A key question was whether the form had to go through the rulemaking process, a formal publication procedure designed to provide notice and an opportunity to be heard before new regulations become effective. Princeton had argued that the form was not valid or enforceable because it had not gone through that process. If the form merely interpreted regulations, it did not need to go through the rulemaking process, but it also would not have the force of law. Rules issued through the notice and comment process, on the other hand, do have the force of law.
The Court concluded that the form and instructions did not contain new requirements of law but rather represented the DOH’s interpretation of the applicable regulations. As explained by HSD, the purpose of these materials is to assist a screener, who is not required to be a medical professional, to comply with those regulations. In particular, the purpose of the instructions was to advise the public and screeners regarding the agency’s interpretation of the meaning of “related condition” pursuant to 42 C.F.R. § 435.1010.
Because the form and instructions were interpretive, they lacked the force of law and could not serve as the basis for a recoupment action. But that did not spell victory for Princeton. As the Court’s reasoning suggests, the correct result depended on the meaning of “related condition” in the federal regulations.

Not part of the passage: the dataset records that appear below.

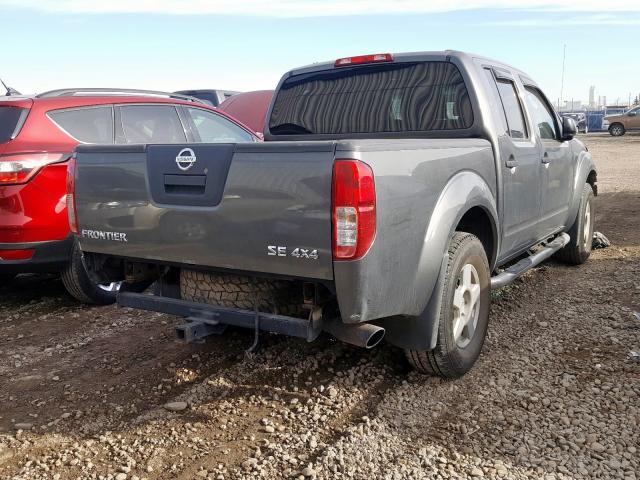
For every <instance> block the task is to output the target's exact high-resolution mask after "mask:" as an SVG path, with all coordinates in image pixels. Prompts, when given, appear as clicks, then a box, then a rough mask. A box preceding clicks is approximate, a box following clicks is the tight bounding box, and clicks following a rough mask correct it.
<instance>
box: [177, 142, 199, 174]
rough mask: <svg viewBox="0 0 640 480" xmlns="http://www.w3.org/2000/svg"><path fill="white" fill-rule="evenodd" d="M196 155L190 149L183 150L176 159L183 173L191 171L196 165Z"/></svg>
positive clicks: (179, 153) (195, 154)
mask: <svg viewBox="0 0 640 480" xmlns="http://www.w3.org/2000/svg"><path fill="white" fill-rule="evenodd" d="M196 160H197V158H196V154H195V153H193V150H191V149H190V148H183V149H182V150H180V153H178V156H177V157H176V165H178V168H179V169H180V170H182V171H183V172H186V171H187V170H189V169H190V168H191V167H193V165H194V164H195V163H196Z"/></svg>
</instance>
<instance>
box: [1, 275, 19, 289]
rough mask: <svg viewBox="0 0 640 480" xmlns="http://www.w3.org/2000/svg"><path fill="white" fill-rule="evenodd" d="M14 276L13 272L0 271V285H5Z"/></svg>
mask: <svg viewBox="0 0 640 480" xmlns="http://www.w3.org/2000/svg"><path fill="white" fill-rule="evenodd" d="M15 277H16V276H15V275H14V274H13V273H0V287H2V286H4V285H6V284H7V283H9V282H10V281H11V280H13V279H14V278H15Z"/></svg>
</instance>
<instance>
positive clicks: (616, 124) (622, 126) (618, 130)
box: [609, 123, 625, 137]
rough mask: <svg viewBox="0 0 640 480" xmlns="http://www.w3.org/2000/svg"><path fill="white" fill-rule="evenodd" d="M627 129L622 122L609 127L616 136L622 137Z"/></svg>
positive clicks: (610, 132)
mask: <svg viewBox="0 0 640 480" xmlns="http://www.w3.org/2000/svg"><path fill="white" fill-rule="evenodd" d="M624 132H625V129H624V125H622V124H621V123H614V124H613V125H611V126H610V127H609V133H610V134H611V135H612V136H614V137H621V136H622V135H624Z"/></svg>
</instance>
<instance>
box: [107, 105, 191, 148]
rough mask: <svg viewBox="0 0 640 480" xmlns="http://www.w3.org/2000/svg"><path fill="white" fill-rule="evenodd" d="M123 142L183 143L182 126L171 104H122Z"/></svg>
mask: <svg viewBox="0 0 640 480" xmlns="http://www.w3.org/2000/svg"><path fill="white" fill-rule="evenodd" d="M118 108H119V109H120V116H121V121H122V130H123V133H124V143H183V142H186V141H187V138H186V136H185V133H184V128H183V127H182V123H181V122H180V118H179V117H178V111H177V110H176V107H175V106H173V105H122V106H120V107H118Z"/></svg>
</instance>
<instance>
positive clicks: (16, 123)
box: [0, 107, 29, 143]
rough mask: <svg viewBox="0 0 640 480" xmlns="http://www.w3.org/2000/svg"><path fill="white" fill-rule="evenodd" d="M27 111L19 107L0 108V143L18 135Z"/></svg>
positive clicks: (8, 139) (8, 140)
mask: <svg viewBox="0 0 640 480" xmlns="http://www.w3.org/2000/svg"><path fill="white" fill-rule="evenodd" d="M27 113H29V110H28V109H26V108H21V107H0V143H4V142H8V141H9V140H12V139H14V138H15V137H16V135H18V132H19V131H20V127H21V126H22V124H23V123H24V119H25V118H26V116H27Z"/></svg>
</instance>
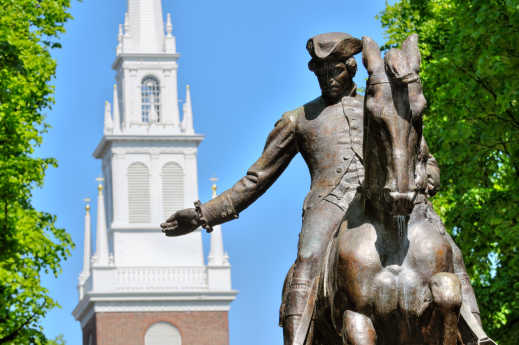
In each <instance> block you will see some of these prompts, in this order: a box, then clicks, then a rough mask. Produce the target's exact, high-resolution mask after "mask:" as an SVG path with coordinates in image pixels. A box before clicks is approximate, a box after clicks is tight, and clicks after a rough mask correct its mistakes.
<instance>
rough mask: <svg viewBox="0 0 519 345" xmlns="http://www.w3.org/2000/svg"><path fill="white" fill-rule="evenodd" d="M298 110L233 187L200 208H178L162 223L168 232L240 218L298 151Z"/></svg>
mask: <svg viewBox="0 0 519 345" xmlns="http://www.w3.org/2000/svg"><path fill="white" fill-rule="evenodd" d="M293 116H295V115H294V113H293V112H289V113H286V114H285V115H283V117H282V118H281V120H279V121H278V122H277V123H276V125H275V126H274V129H273V130H272V132H271V133H270V135H269V136H268V139H267V143H266V144H265V148H264V149H263V153H262V155H261V157H260V158H259V159H258V160H257V161H256V163H254V164H253V165H252V166H251V167H250V169H249V170H248V171H247V174H246V175H245V176H244V177H242V178H241V179H240V180H239V181H238V182H237V183H236V184H235V185H234V186H233V187H232V188H230V189H228V190H226V191H225V192H223V193H222V194H220V195H219V196H217V197H216V198H214V199H212V200H211V201H208V202H207V203H205V204H202V205H200V203H199V202H198V201H197V202H196V203H195V205H196V208H187V209H184V210H180V211H177V212H175V213H174V214H173V215H172V216H171V217H169V218H168V219H167V220H166V221H165V222H164V223H162V224H161V225H160V226H161V227H162V231H163V232H164V233H165V234H166V235H167V236H181V235H184V234H187V233H190V232H191V231H193V230H195V229H197V228H198V227H199V226H203V227H204V228H206V229H208V230H210V229H211V226H212V225H217V224H221V223H223V222H226V221H228V220H231V219H234V218H238V214H239V213H240V212H241V211H242V210H244V209H245V208H247V207H248V206H249V205H250V204H252V203H253V202H254V201H255V200H256V199H257V198H259V197H260V196H261V195H262V194H263V193H265V191H266V190H267V189H268V188H269V187H270V186H271V185H272V183H274V181H275V180H276V179H277V178H278V177H279V175H281V173H282V172H283V170H285V168H286V167H287V165H288V163H290V161H291V160H292V158H293V157H294V156H295V154H296V153H297V145H296V142H295V134H294V131H295V122H294V119H293Z"/></svg>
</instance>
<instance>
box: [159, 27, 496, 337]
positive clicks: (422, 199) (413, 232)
mask: <svg viewBox="0 0 519 345" xmlns="http://www.w3.org/2000/svg"><path fill="white" fill-rule="evenodd" d="M307 50H308V52H309V53H310V56H311V60H310V62H309V64H308V65H309V69H310V70H311V71H313V72H314V73H315V75H316V77H317V79H318V81H319V86H320V88H321V93H322V94H321V96H320V97H318V98H316V99H315V100H313V101H311V102H309V103H306V104H305V105H303V106H301V107H299V108H297V109H295V110H292V111H289V112H286V113H285V114H283V116H282V117H281V119H280V120H279V121H278V122H277V123H276V125H275V126H274V129H273V130H272V132H271V133H270V135H269V136H268V138H267V143H266V145H265V148H264V151H263V153H262V155H261V157H260V158H259V159H258V160H257V161H256V162H255V163H254V164H253V165H252V166H251V167H250V168H249V170H248V171H247V174H246V176H244V177H243V178H242V179H240V180H239V181H238V182H237V183H236V184H235V185H234V186H233V187H232V188H230V189H228V190H226V191H225V192H223V193H222V194H220V195H219V196H218V197H217V198H215V199H212V200H211V201H209V202H207V203H204V204H201V205H200V204H198V203H197V204H196V206H197V207H196V209H195V208H192V209H185V210H181V211H178V212H176V213H175V214H174V215H172V216H171V217H170V218H168V220H167V221H166V222H165V223H163V224H161V226H162V228H163V231H164V232H165V234H166V235H167V236H178V235H182V234H186V233H189V232H191V231H193V230H195V229H196V228H198V227H199V226H203V227H205V228H206V229H208V230H209V229H210V228H211V226H213V225H216V224H221V223H223V222H226V221H229V220H232V219H235V218H237V217H238V214H239V213H240V212H241V211H242V210H244V209H245V208H247V207H248V206H249V205H250V204H252V203H253V202H254V201H255V200H256V199H257V198H258V197H259V196H261V195H262V194H263V193H264V192H265V191H266V190H267V189H268V188H269V187H270V186H271V185H272V183H273V182H274V181H275V180H276V179H277V178H278V177H279V176H280V174H281V173H282V172H283V170H284V169H285V168H286V167H287V165H288V164H289V163H290V161H291V160H292V158H293V157H294V156H295V155H296V154H297V153H300V154H301V155H302V156H303V158H304V160H305V162H306V164H307V166H308V168H309V171H310V175H311V187H310V192H309V193H308V195H307V197H306V199H305V201H304V204H303V225H302V229H301V234H300V237H299V244H298V254H297V258H296V260H295V262H294V265H293V266H292V267H291V269H290V271H289V273H288V275H287V278H286V280H285V284H284V288H283V299H282V305H281V310H280V325H281V326H282V327H283V334H284V343H285V345H302V344H307V345H310V344H314V345H325V344H351V345H364V344H366V345H375V344H379V345H380V344H382V345H393V344H395V345H396V344H408V345H411V344H431V345H433V344H434V345H436V344H442V345H455V344H462V343H463V344H471V343H474V344H477V343H478V342H479V343H484V342H487V343H492V341H491V340H489V339H488V338H487V337H486V335H485V333H484V331H483V329H482V327H481V322H480V319H479V310H478V307H477V303H476V299H475V296H474V292H473V290H472V287H471V286H470V281H469V279H468V277H467V275H466V270H465V266H464V263H463V258H462V256H461V253H460V250H459V248H458V247H457V246H456V245H455V244H454V242H453V241H452V239H451V238H450V236H449V235H448V234H447V233H446V232H445V230H444V227H443V225H442V224H441V221H440V220H439V217H438V216H437V215H436V214H435V213H434V210H433V209H432V206H431V204H430V203H429V201H428V197H429V196H431V195H433V194H434V193H435V192H436V190H437V188H438V187H439V168H438V165H437V163H436V161H435V160H434V158H433V157H432V156H431V154H430V153H429V150H428V148H427V144H426V142H425V139H424V138H423V136H422V112H423V110H424V108H425V105H426V101H425V98H424V96H423V93H422V89H421V84H420V79H419V76H418V72H419V65H420V54H419V52H418V46H417V36H416V35H412V36H410V37H409V38H408V39H407V40H406V41H405V42H404V44H403V46H402V49H392V50H390V51H389V52H388V53H387V54H386V56H385V60H383V59H382V58H381V57H380V52H379V48H378V46H377V45H376V43H375V42H373V41H372V40H371V39H369V38H367V37H364V38H363V40H362V41H361V40H359V39H357V38H354V37H352V36H350V35H348V34H345V33H337V32H335V33H327V34H321V35H317V36H315V37H313V38H311V39H310V40H308V42H307ZM360 51H362V52H363V62H364V65H365V66H366V68H367V70H368V73H369V76H370V77H369V80H368V82H367V87H366V96H365V98H364V97H362V96H360V95H358V94H357V92H356V86H355V84H354V83H353V80H352V78H353V76H354V75H355V73H356V70H357V64H356V61H355V59H354V58H353V55H355V54H357V53H359V52H360ZM460 314H461V316H462V318H459V316H460ZM458 319H460V321H458Z"/></svg>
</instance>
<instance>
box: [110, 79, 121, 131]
mask: <svg viewBox="0 0 519 345" xmlns="http://www.w3.org/2000/svg"><path fill="white" fill-rule="evenodd" d="M112 103H113V105H114V106H113V122H114V125H113V127H114V132H115V133H119V132H120V131H121V118H120V115H119V96H118V93H117V84H114V93H113V99H112Z"/></svg>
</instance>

Having decided that the form was not determinative, the Court moved on to the regulations the form was meant to implement. Question 5 was aimed at determining whether the applicant had a “related condition.” The regulation stated that “Persons with related conditions means individuals who have a severe, chronic disability that meets [four required] conditions.” The first of those conditions was that the condition be “attributable to . . . any other condition, other than mental illness, found to be closely related to intellectual disability because the condition results in impairment of general intellectual functioning or adaptive behavior similar to that of intellectually disabled persons, and requires treatment or services similar to those required for these persons.” The second and third required conditions call for the severe, chronic disability to have “manifested before the person reaches age 22” and to be “likely to continue indefinitely,” and the fourth required condition calls for “substantial functional limitations in three or more of the following areas of major life activity: (1) Self-care. (2) Understanding and use of language. (3) Learning. (4) Mobility. (5) Self-direction. (6) Capacity for independent living.”
The court quickly concluded that spina bifida meets all four conditions, and that it was reasonable for HSD to interpret “related conditions” as including spina bifida. As a result, the Court concluded that the court of appeals erred in holding that Princeton did not violate the law by determining Applicant did not have an intellectual disability and by declining to initiate a Level II screening. It therefore reversed the court of appeals and held that the state could proceed with its recoupment action against Princeton.